Model performance often degrades over longer forecasting horizons due to several interrelated factors. First, as the prediction window increases (e.g., from 1 hour to 72 hours), models rely more heavily on their own previous outputs, which may contain small errors that accumulate and compound over time, leading to significant deviations from the true values. Second, while short-term PM2.5 levels are typically governed by strong temporal correlations, longer horizons are more influenced by unpredictable external factors such as abrupt weather changes, traffic conditions, industrial emissions, or sudden atmospheric disturbances, which introduce additional noise and reduce the signal-to-noise ratio. Third, many models, such as vanilla LSTM or GRU, may not have sufficient capacity or architectural complexity to capture long-range temporal dependencies or multi-scale patterns, especially in the presence of nonlinear or chaotic environmental processes. In contrast, advanced architectures like ODE-LSTM or CNN-LSTM attempt to mitigate this by modeling physical or spatial dynamics, though they still face challenges when external influences dominate. Moreover, datasets often contain fewer clean and labeled samples for longer-term forecasting, reducing the model’s ability to generalize. Feature-target relationships may also shift over time, resulting in feature drift, where input features become less predictive at distant horizons. Finally, PM2.5 levels are inherently volatile due to their dependence on a wide range of partially observed or unmeasured environmental variables, making long-term predictions increasingly uncertain. These factors together contribute to the progressive performance degradation observed in most models as the forecasting horizon increases.Despite the promising results, this study has several limitations. Notably, the CfC (Closed-form Continuous-time) units used in the model may still encounter challenges related to gradient instability, particularly in deeper architectures or long sequence modeling. Additionally, the current implementation is limited in its evaluation scope and can be further extended to accommodate both univariate and multivariate time series data for broader applicability.

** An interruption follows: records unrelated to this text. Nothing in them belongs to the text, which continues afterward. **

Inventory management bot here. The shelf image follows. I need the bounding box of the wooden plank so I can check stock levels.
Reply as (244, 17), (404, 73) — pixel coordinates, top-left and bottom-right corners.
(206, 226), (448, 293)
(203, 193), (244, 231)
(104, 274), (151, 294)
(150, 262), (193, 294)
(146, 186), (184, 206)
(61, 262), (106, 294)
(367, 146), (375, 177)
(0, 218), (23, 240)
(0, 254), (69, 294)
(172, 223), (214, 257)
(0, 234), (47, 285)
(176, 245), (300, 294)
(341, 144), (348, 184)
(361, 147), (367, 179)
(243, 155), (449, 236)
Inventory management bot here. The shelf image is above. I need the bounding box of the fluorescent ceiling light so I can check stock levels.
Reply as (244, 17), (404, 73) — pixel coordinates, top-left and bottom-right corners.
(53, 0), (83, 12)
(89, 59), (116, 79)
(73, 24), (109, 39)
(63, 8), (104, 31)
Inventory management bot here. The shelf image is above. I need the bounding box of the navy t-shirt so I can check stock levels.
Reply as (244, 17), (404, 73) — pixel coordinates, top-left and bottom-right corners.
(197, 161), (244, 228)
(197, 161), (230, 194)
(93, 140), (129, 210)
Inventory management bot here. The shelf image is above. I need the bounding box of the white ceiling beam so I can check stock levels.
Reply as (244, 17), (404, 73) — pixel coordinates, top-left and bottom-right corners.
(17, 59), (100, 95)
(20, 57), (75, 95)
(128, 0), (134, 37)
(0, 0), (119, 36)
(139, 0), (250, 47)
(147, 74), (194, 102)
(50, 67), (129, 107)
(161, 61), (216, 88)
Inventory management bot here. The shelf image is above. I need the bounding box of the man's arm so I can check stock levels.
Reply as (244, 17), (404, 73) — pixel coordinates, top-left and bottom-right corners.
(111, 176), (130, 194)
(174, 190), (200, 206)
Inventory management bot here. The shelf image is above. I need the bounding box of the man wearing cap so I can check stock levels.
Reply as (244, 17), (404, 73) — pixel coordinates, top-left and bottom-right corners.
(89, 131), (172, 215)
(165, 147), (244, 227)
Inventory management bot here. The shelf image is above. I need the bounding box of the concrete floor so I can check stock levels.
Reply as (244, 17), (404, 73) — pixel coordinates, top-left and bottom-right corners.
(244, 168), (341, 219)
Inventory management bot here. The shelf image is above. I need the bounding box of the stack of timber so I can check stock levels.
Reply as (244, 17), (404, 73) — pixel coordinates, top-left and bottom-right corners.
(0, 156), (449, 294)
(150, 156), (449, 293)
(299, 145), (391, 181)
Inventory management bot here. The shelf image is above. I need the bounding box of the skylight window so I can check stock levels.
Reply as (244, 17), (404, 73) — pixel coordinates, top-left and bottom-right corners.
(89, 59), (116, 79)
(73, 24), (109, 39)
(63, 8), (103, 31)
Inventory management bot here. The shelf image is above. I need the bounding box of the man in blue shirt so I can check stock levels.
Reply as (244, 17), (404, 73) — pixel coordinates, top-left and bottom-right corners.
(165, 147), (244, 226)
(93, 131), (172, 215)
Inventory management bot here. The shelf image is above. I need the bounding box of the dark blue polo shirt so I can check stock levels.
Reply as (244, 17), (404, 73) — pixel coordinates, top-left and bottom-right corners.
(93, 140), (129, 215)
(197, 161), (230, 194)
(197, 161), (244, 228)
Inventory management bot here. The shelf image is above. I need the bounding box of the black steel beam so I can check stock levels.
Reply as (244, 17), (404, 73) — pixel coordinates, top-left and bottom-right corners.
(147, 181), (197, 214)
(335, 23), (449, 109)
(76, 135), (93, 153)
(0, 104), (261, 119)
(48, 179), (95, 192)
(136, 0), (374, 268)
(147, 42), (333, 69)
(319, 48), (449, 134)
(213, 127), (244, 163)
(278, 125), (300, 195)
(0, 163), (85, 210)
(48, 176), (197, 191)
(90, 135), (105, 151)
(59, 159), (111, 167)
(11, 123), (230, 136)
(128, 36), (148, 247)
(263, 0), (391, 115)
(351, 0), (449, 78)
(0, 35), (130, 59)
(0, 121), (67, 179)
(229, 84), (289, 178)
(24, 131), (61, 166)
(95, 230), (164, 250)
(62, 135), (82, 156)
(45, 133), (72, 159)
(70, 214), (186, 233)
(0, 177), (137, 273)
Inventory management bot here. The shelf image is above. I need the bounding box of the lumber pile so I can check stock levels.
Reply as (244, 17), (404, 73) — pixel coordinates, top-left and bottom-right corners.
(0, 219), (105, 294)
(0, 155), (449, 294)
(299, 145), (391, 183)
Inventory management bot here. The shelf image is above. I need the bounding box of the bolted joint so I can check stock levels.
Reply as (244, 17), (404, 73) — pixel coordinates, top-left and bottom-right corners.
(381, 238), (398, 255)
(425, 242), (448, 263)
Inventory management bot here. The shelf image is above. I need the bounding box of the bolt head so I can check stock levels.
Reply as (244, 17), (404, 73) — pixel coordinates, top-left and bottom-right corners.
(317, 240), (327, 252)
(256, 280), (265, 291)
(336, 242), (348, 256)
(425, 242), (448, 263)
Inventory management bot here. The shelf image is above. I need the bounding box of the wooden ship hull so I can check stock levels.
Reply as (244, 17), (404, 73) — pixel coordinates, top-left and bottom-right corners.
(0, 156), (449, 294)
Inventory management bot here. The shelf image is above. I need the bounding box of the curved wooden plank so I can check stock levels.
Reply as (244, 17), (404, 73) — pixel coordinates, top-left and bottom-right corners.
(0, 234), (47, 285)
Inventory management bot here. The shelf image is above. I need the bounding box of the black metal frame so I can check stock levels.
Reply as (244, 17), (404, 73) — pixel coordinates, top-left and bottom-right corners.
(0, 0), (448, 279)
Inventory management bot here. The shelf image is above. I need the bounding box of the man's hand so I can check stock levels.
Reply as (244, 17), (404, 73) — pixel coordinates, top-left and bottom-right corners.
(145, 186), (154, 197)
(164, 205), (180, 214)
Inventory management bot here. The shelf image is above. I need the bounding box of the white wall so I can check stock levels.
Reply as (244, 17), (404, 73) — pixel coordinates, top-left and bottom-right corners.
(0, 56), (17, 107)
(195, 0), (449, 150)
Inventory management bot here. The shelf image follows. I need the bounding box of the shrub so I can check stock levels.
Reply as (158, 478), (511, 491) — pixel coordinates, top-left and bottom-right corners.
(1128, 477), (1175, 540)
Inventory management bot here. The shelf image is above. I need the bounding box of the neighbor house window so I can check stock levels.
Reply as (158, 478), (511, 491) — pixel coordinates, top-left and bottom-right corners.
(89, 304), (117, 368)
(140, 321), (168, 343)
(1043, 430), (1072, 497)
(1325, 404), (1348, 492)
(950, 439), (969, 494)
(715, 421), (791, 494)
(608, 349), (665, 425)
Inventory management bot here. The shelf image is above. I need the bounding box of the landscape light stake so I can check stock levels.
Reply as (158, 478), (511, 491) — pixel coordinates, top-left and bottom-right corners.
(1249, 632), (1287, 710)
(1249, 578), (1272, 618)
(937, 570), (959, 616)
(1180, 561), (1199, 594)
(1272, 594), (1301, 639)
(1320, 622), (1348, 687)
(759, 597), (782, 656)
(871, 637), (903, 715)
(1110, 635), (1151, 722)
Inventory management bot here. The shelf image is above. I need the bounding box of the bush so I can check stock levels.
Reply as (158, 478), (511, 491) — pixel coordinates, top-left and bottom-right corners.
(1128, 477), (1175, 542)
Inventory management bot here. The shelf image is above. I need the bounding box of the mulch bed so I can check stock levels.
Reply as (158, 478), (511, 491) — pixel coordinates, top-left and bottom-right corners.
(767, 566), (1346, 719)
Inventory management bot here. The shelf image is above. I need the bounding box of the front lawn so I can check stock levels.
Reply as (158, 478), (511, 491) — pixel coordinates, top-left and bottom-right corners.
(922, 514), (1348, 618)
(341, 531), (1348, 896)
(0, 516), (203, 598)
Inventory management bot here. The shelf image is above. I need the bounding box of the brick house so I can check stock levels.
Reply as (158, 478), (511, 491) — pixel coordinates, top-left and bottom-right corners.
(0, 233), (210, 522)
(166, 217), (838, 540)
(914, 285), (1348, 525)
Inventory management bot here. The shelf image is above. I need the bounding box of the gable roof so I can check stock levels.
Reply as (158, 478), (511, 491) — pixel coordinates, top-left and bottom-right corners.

Discussions about the impact of the enhanced CCFC model performance

The predictive analytics capabilities of the CCCFC model empower authorities to anticipate pollution spikes and take timely action before air quality significantly deteriorates, thereby shifting environmental management from a reactive to a proactive approach. This proactive strategy enables the implementation of targeted interventions, such as issuing early public health advisories, adjusting traffic flows, or temporarily restricting industrial emissions, to mitigate the risk of hazardous air conditions and protect public health. The enhanced performance of the CCCFC model improves the estimation of population exposure to air pollutants, which is crucial for epidemiological studies investigating the relationship between air pollution and health outcomes. By providing more accurate exposure assessments, the model enables better identification of at-risk populations and supports more precise estimation of pollution-related health burdens.By preventing pollution spikes and guiding effective interventions, predictive models contribute to a reduction in pollution-related illnesses and mortality, while also helping to lower associated healthcare costs.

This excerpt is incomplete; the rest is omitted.